Figure 6.

IL-4 is required for the accumulation of CD44^hi T cells in Shp1 conditional knockout mice. (A) Bone marrow from Thy1.1 and/or Shp1^fl/fl CD4-cre mice was transferred into irradiated CD45.1 host animals to generate mixed bone marrow chimeras. CD44 expression on splenic T cells was analyzed by flow cytometry.
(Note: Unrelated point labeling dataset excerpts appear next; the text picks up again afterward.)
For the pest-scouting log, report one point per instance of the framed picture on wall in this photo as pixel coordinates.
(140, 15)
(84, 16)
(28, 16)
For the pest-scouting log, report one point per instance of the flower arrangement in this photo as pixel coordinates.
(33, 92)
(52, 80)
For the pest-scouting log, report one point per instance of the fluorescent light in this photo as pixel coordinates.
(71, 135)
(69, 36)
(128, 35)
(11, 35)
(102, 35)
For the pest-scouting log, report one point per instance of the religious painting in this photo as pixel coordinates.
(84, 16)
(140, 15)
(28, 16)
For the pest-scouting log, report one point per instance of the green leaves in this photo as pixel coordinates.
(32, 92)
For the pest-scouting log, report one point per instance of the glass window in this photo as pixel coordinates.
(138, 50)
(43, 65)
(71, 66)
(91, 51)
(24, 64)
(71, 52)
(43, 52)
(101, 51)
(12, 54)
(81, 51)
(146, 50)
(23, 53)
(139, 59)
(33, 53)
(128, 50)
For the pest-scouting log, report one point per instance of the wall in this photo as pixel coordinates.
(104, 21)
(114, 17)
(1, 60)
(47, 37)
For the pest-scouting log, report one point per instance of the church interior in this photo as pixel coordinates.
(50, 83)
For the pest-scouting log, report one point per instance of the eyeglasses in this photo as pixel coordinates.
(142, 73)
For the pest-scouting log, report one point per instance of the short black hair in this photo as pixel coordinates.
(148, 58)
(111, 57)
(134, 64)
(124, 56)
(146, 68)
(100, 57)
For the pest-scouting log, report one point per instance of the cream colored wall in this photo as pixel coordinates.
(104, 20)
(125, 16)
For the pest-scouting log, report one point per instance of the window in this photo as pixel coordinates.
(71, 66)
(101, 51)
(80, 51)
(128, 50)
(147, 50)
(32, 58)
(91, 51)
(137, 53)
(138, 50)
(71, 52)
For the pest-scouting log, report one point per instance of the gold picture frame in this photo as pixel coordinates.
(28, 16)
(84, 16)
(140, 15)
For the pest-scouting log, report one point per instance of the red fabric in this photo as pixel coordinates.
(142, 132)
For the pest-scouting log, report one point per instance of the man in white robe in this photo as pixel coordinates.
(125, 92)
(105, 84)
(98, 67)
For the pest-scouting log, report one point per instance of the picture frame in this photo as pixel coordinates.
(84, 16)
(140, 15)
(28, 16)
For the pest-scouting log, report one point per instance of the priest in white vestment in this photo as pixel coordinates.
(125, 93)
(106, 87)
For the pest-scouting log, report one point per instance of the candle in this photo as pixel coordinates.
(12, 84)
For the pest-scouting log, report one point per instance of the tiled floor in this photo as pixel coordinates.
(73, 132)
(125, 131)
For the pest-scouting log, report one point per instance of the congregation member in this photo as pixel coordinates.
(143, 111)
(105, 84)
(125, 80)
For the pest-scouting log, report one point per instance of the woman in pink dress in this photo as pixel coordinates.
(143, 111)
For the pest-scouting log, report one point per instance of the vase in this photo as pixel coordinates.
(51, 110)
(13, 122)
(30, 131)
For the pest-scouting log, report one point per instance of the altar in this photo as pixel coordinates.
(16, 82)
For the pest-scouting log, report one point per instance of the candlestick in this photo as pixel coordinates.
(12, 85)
Flow plots are gated on CD45.2⁺Thy1.1⁺Thy1.2⁻ (Thy1.1) or CD45.2⁺Thy1.1⁻Thy1.2⁺ (Shp1 ^fl/fl CD4-cre) populations, as well as CD4⁺ or CD8⁺. (B) Percentage of splenic T cells with a CD44^hi phenotype in bone marrow chimeras from A.; n = 6–7. (C) CD44 expression on T cells in the blood of mice of the indicated genotypes. (D) Percentage of T cells with a CD44^hi phenotype in the indicated tissues of IL-4 and Shp1-deficient mice; n = 6–7. BLN, brachial LN; CLN, cervical LN; ILN, inguinal LN. (E) CD44 expression of T cells in blood of mice given 200 µg α-IL-4 or an isotype control 5 d before sacrifice. (F) Percentage of T cells with a CD44^hi phenotype in the blood of mice treated as in E. Data are representative of two independent experiments; n = 4. Statistical analyses of data in B, D, and F were performed by two-way ANOVA and Bonferroni’s post-test analysis; ns, P ≥ 0.05; *, P < 0.05; **, P < 0.01. Horizontal bars for B, D, and F represent sample means.